Shedding aggression helps Bumrah make mark

'I try to do nothing out of the box' - Bumrah (1:04)

India fast bowler Jasprit Bumrah talks about how he's improved in his bowling after a successful ODI tour of Zimbabwe (1:04)

The emergence of Jasprit Bumrah has been one of the stories of Indian cricket in 2016. From making an impact in Australia in January, where he helped India bounce back from a trouncing in the ODIs to sweep the T20s, to lifting the team to an unlikely victory in a must-win game against Bangladesh in the World T20 in March after he had begun badly with the ball and in the field, he has shown he can deliver when the odds are not in his favour. Following another match-winning performance against Zimbabwe on Wednesday, Bumrah said it took a change in temperament to get him to where he is today.

"When I started to play cricket, I used to be very aggressive, I used to do stupid things. But the more I played, I realised the calmer I am, the better it is for me when I bowl", Bumrah told ANI. "I tried to be cool, so the mind would work more. And if you use your brain, then it will help you to bowl well as well."

Bumrah displayed his wicket-taking ability in this series; he has nine wickets in three games, including two four-fors, striking every 17.2 balls. He said he focused on "containing the batsmen", as he often looks to do in the shorter formats, and the wickets followed.

"Whenever I try to take a wicket, I never get a wicket. So I just try to contain the batsmen in the shorter format," he said. "Whenever you're bowling well and you try to contain, the batsmen take some risks, and in that manner, you'll get a wicket. That was my basic plan - not to go for the wickets, but just bowl in the correct areas, so that would help me take a wicket."

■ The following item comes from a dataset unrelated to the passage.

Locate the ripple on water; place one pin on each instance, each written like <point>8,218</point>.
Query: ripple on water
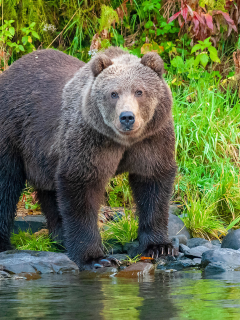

Bumrah's natural ability to bring the ball in to right-hand batsman makes his yorker dangerous, but on Wednesday he also got the odd ball to straighten and that fetched him wickets. Bumrah credited his coaches in first-class cricket and the IPL for the new addition. "Earlier, I didn't have that ball, I only used to bring it in. But after playing the IPL and first-class cricket, I have learnt quite a lot with the experienced coaches," he said at the post-match press conference. "I have developed this ball over the years, which is helping me as that gives me more options to dismiss the batsman."

Most of all, the surface for the third ODI demanded that he stay patient, he said. "It's always good when the ball is moving, you can try all your variations, you can try all your lines, the outswinger, the inswinger, incutter, outcutter. But on this wicket, there wasn't as much help as in the previous two matches. So over here, we had to be a bit more disciplined and not try anything [too varied].

"So I think we were trying to stick to the basics, and bowl a normal line and length and not give the batsman any room. Don't give them runs so that they try to play some aggressive shots and that will give us the best chance to take a wicket."

Bumrah has become a regular in the Indian attack in limited-overs internationals over the past six months, a period in which he has had a chance to play four times as many T20Is - as well as the IPL - as ODIs. Prior to the Zimbabwe series, Bumrah had only played one ODI, his debut in Australia. While Bumrah acknowledged that the two formats provided very different experiences, he said he personally did not make big changes for each. "In T20 cricket, the mindset is different because you only get four overs. Mostly, you get two overs upfront and two overs at the death. That's a different ball game; the batsmen are more attacking in that.

"In this, there are 50 overs, so the batsmen sometimes take their time to play their innings. But I keep the same mindset. I try to stick to my strengths and try to do whatever I know. I try to do nothing out of the box. That helps me and I'll try to stick to that."